Contact Analysis

Very rarely is analysis of contact between two surfaces in finite element modeling an easy process. Due to the inherent difficulty in modeling this problem analytically, finite element approximations are also appropriately complex and rather arduous to model accurately. Analytical models have been developed for special ideal cases—

contact between two spheres, two parallel cylinders, cylinders on a flat plate, gear teeth, and some bearing applications such as roller bearings. Contact analysis in finite element modeling typically requires a much greater computational resource, and has many assumptions that go into generating a correct solution. These problems are also prone to convergence problems, often converging very slowly or not at all. Many modern upgrades in finite element software have eliminated various problems through advanced solving techniques and options that assist the calculations to allow for easier convergence.

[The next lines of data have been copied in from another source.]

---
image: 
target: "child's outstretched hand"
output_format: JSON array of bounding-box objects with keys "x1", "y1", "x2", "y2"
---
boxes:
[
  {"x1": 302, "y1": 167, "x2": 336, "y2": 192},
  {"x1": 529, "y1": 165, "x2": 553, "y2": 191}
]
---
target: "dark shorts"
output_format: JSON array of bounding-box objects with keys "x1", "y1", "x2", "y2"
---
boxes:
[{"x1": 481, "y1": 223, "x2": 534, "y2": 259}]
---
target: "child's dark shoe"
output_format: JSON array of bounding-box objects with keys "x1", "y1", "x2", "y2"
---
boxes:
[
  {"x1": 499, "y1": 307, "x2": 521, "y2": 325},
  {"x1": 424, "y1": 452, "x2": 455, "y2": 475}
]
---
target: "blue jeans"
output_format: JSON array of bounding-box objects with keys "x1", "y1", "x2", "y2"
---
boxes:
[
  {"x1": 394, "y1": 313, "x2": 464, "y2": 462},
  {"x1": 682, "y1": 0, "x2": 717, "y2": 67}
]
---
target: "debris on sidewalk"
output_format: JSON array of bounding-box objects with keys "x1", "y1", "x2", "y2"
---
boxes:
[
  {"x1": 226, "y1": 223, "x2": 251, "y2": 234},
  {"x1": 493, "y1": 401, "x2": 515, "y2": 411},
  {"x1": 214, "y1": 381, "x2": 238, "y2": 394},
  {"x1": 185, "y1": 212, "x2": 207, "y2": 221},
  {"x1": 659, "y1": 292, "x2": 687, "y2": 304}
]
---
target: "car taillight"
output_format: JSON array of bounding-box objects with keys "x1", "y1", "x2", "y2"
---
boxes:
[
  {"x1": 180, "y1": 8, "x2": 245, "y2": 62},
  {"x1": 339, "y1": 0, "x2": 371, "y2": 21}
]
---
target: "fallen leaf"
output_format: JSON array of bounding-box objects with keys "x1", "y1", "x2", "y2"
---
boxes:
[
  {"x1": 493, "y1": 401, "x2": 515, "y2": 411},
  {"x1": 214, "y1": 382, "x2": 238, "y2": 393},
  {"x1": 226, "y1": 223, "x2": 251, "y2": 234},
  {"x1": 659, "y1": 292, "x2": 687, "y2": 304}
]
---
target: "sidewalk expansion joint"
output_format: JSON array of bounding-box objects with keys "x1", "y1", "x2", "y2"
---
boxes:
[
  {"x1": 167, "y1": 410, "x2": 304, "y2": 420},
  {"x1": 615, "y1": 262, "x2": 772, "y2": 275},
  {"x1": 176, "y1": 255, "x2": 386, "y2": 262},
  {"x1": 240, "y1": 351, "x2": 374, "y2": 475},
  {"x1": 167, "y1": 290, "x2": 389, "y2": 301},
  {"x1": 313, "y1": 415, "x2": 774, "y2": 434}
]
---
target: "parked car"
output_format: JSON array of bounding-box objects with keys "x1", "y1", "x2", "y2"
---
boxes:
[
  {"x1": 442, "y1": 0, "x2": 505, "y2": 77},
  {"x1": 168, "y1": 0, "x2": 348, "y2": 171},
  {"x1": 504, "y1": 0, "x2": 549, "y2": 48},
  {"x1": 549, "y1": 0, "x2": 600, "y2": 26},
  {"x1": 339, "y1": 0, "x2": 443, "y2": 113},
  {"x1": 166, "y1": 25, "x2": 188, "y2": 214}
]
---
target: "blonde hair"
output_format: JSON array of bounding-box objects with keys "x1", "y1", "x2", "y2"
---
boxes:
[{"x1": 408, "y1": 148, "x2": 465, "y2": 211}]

Both AP1 and AP3 involve the use of contact elements to solve for the stresses due to the shrink fitting process. Additionally, the contact problem in AP3 requires an addition to the previous work done in AP1 in that contact between components does not occur initially. As per the second step of AP3, as the girder cools to steady state temperature, interference stress develops in the HG assembly slowly due to the contraction of the girder around the hub. Therefore, no contact between components exists initially. This differs from the contact analysis performed in AP1 where the entire TH assembly was dipped into liquid nitrogen. Interference between these components had already been made in the previous step, and so modeling the contact problem was solved with respect to this condition.

Solving contact problems in ANSYS requires the use of contact and target elements. These elements are specifically designed to model contact between components due to an applied load of some kind—change in temperature, force, stress, etc. Many different types of contact can be modeled in ANSYS—node, node-to-line, node-to-surface, and surface-to-surface contact. The specific behavior of the

“contact pair” created between the contact and target elements can also be specified—

rigid-to-flexible and flexible-to-flexible boundary conditions. The contact between the TH assembly and the HG assembly occurs over a relatively large area with respect to the element sizes used and so surface-to-surface contact analysis was performed. These components were also expected to undergo deformation, so flexible-to-flexible contact was chosen as the appropriate boundary condition.

From the onset of any contact problem, it is necessary to establish which surface will be the contact and target surfaces respectively. Many guides are available to help

distinguish these surfaces such as the ANSYS Structural Analysis Guide, Release 10.0 which states that “If one surface is markedly larger than the other surface, such as in the instance where one surface surrounds the other surface, the larger surface should be the target surface.” [21] Table 2 below shows the list of contact and target elements used in this thesis as well as surfaces that each of these elements were assigned to. Note that only the first stage of AP2 is studied—when the hub is immersed in liquid nitrogen. As such, no contact elements were required for AP2.

Each “contact pair” that is generated between a contact element and its associated target element shares a set of real constants which describe various aspects of the behavior of the elements at the contact region. It is important to note that each contact pair will share one set of real constants which apply to both elements.

Table 2 List of contact and target element usage in present work.

Assembly Procedure

Contact Surface Contact Element Used

Target Surface Target Element Used

diameter area CONTA174 Girder hole

area TARGE170

These elements were chosen as they are surface-to-surface contact elements, and can handle flexible-to-flexible contact conditions. A brief summary of the capabilities of each element will follow as well as its specific use in this thesis.

1. CONTA174: This is a three-dimensional, four-node, surface-to-surface contact that it is compatible with higher order elements with mid-side nodes. This element is considered a “deformable” element surface and takes on the geometric

element is used in AP1 and AP3 to study the interference stresses developed in various stages of these assembly procedures. It was chosen for use due to its compatibility with SOLID45, the element used to model the TH components.

2. TARGE170: This is a three-dimensional, four-node, surface-to-surface target element used to designate a “target surface” for many associated contact elements (CONTA173, CONTA174, CONTA175, CONTA176, and CONTA177). This element may or may not be initially in contact with its associated contact element, and contact can be made incrementally via various keyopts available to the user.

This target element can easily model complex target surface shapes. For flexible target areas, like the ones assumed in this work, the target elements generated will overlay the solid, shell, or line elements which define the boundary between the contact pair [21]. This element is used in both AP1 and AP3 as the target element in the contact pair. In AP1, the target surface is the hub inner diameter surface area, and in AP3 the target surface is the surface area of the hole in the girder.